Frognot is an unincorporated community east of Blue Ridge on FM 981 in Collin County, located in the U.S. state of Texas.

History 
The Frognot community was located east of Blue Ridge. It had a store and a school. The Frognot water district still survives. The name is also spelled Frog Not.

There are several theories as to where the name came from. One is that the area had an abundance of frogs. They killed the frogs and became known as Frognot. Another theory is that the boys brought frogs to school. The school adopted a no frog policy. Some people say the name is actually Frog Nod because the frogs are singing when they nod off to sleep.

Frognot Community Historical Marker 
The Frognot Community historical marker is located on the north side FM 981 east of Collin County road 628.  The text on the historical marker reads:

"Situated near creeks and branches in a valley east of Blue Ridge, the Frognot community (also known as Frog Not, Frog Nod, Frogknot) has a number of theories as to the origins of its name. Most of these theories involve frogs that appear in the nearby Indian Creek following a rain. Several theories are associated with the nearby Dixon Consolidated School, which served as the foundation for the establishment of the community in the early 1900s. The school was founded in 1913 on land from Stephen Arnold Douglas Box. The school had a strict schoolmaster, Mr. Homer Parkins, who would not allow kids to bring frogs they captured in the creek to school. This policy evolved into several stories as to the origin of the community name. Another theory is that soon after the community was founded, the people attempted to eradicate the overabundant frog population. Within a short time, they virtually wiped out the frog populace, giving the community the name Frognot. Some believe that the community began as Frog Nod because the frogs were extremely loud while nodding off to sleep, and eventually became Frognot. Another theory is that the residents did not want a noisy railroad switch, which is also known as a railroad frog, and thus the community was named Frog Not. In the late 1930s, John and Ollie McGuffey opened the first general store. A second store was opened in the 1950s by Otis and Hazel Dixon. The Dixon Store served as the social center of the community and was the location of the foundation of the Frognot Water Supply Corporation. The concrete storm cellar from the Dixon School is all that remains of this rural community."

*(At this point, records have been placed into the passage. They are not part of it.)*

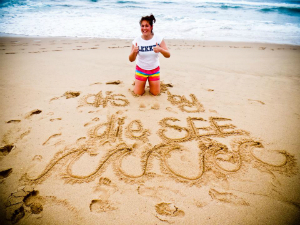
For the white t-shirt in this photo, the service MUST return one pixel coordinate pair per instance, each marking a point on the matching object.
(147, 59)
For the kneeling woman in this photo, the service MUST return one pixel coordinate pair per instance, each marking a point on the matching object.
(145, 50)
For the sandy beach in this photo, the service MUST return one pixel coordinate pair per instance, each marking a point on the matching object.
(219, 145)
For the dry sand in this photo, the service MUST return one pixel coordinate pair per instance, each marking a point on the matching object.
(220, 145)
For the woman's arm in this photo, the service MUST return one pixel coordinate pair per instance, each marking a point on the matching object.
(163, 49)
(134, 52)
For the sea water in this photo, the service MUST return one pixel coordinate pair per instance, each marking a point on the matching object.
(274, 21)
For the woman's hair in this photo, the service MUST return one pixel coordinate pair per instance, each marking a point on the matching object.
(151, 19)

(2013) Marker is Property of the State of Texas

Frognot Store 
In 1926, Otis and Hazel Dixon opened Frognot General Store, where they sold Sinclair gasoline for 10 cents a gallon, as well as salt, bread, milk, and sometimes vegetables from their own garden.  They also sold Black Angus beef from the livestock raised by Otis, long before Black Angus was known as a premium product.  The store was a gathering place for local folk, and where the idea of starting Frognot Water Supply Corporation was born.  The store has been closed since the late 1980s.

Frognot Water Supply 

Frognot WSC was incorporated on December 22, 1965 for the sole purpose of providing water to the rural area of Blue Ridge, Texas from the Woodbine Aquifer. The system consists of three wells and over 68 miles of water line and includes 147 square miles of service area in the Blackland Prairie.

AND THE STORY GOES...

The Frognot Water Supply Corporation was created when the local farmers and ranchers met in the Dixon General Store in the Frognot Community October 1965.  Prior to this time, the Frognotters collected water from cisterns and wells.  On December 22, 1965, the Frognot Water Supply Corporation was incorporated to provide safe, potable water to members who reside in the rural, unincorporated area near Blue Ridge, Texas.  One hundred and four meters were needed for the water system.  A total of 107 were purchased including 38 meters which were purchased by 17 people to insure the creation of the Frognot Water Supply Corporation.  Truman Webb was the first General Manager (1965-July 1987).  Robert Todd became the second General Manager in August 1987 and continues to serve.

When the system was first installed, Mary Hall of Garland, Texas painted the first frog on the big tank for the Frognot Water Supply corporation as a public service.  Mrs. Hall, who was very brave, got on a scaffold and painted a bright green man-size portrait of a frog sitting on a toadstool or a mushroom. The frog on the tank looked like a cross between a tree frog, a leopard frog and a lizard which was a frog of rather unconventional appearance.  It appeared that Mrs. Hall wanted the frog to have as much life as the community.  Her painting stayed on the tank until it rusted and was repainted in 1974.  In 2000, Matt Alderson, who was fourteen at the time, sketched a frog which was selected by the board to serve as the FWSC logo; he too got on a scaffold and painted the frog on the water tanks.  His sketching of the frog has become a symbol for Frognot and adorns each of the three tanks that pump water from the Woodbine Aquifer.

The water from the Woodbine Aquifer provides water for the rural area of Blue Ridge, Texas.  The system consists of three wells and over 70 miles of water line and includes 147 square miles of service to 583 customers in the small communities of Frognot, Arnold, Bethlehem, Fayburg, Jamestown, Moreland and Pike.